Witnesses behind the scenes told me they were dismayed from the start, when Biden showed up less than a half-hour before the debate started. He didn’t want to do a walk-through and test the equipment. He already seemed out of it, even though his large staff contingent seemed — to some CNN folks — oddly sanguine.
It was not just Joe and Jill who wanted to hang on to power, with all the perks and trips and, for Jill, glamorous Vogue covers. It was also their advisers, Mike Donilon, Steve Ricchetti, Anita Dunn, Anthony Bernal, Ron Klain and Annie Tomasini. The “palace guard,” as Chuck Schumer derisively dubbed top Biden advisers, slid from sycophancy to solipsism.
The more Biden was out of it, the more his hours and responsibilities were curtailed, the more of a vacuum there was at the top, the more power the advisers had. They treated his alarming deterioration like a political vulnerability, something to be concealed, not a matter of concern to all Americans, something we had a right to know.
It took the Democrats far too long to acknowledge and push back against what Americans could see with their own eyes. Democratic pooh-bahs and lawmakers were silent when they should have been screaming — as the Republicans are now with Trump’s egregious assaults on the Constitution, his cringey grifting, his crazed revenge moves against anyone who has crossed him, and his loony Truth Social screeds attacking Bruce Springsteen and Taylor Swift.

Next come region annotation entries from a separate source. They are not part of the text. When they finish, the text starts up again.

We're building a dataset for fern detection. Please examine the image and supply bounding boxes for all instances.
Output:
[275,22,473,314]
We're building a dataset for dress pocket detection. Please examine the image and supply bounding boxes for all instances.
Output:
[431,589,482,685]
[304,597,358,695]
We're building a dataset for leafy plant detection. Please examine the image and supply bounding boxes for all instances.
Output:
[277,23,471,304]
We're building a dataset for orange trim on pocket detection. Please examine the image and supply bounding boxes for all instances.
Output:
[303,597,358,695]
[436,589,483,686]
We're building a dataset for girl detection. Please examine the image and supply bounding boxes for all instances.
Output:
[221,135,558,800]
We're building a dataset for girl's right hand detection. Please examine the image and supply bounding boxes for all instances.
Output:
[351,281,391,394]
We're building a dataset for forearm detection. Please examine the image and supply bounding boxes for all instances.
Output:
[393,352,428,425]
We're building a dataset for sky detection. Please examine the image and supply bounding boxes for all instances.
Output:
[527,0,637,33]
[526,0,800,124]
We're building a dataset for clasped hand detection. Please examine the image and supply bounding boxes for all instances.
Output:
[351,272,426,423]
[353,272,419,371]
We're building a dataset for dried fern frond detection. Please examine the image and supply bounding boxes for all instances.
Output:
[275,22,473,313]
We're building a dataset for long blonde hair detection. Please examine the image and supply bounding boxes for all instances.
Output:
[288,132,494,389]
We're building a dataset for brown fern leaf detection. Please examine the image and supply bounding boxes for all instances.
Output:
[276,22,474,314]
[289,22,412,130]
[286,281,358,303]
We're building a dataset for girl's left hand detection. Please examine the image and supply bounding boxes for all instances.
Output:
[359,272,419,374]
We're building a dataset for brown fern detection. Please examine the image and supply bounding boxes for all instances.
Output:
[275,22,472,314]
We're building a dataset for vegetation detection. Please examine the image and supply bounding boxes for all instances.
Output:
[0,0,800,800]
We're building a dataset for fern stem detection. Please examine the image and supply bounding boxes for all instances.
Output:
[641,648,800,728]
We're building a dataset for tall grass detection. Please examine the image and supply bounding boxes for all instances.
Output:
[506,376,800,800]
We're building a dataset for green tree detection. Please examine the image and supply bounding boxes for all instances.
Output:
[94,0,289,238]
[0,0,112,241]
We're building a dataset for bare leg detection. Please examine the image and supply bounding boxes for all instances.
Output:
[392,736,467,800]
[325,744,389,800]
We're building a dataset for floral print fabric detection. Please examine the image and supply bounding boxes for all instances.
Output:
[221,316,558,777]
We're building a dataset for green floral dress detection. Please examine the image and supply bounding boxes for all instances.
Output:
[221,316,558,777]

The Bidens and their allies still try to prove Biden is all there. He has done interviews on “The View” with Jill, and the BBC on his own, acting as though what happened was not a shocking tableau of duplicity.
“President Joe Biden got out of bed the day after the 2024 election convinced that he had been wronged,” Tapper and Thompson write. “The elites, the Democratic officials, the media, Nancy Pelosi, Barack Obama — they shouldn’t have pushed him out of the race.” The polls said he could have beaten Trump, Biden felt, and his team had always doubted Kamala Harris’s abilities.
But the polls Biden kept counting on never existed — except in Bidenworld’s gauzy alternate universe.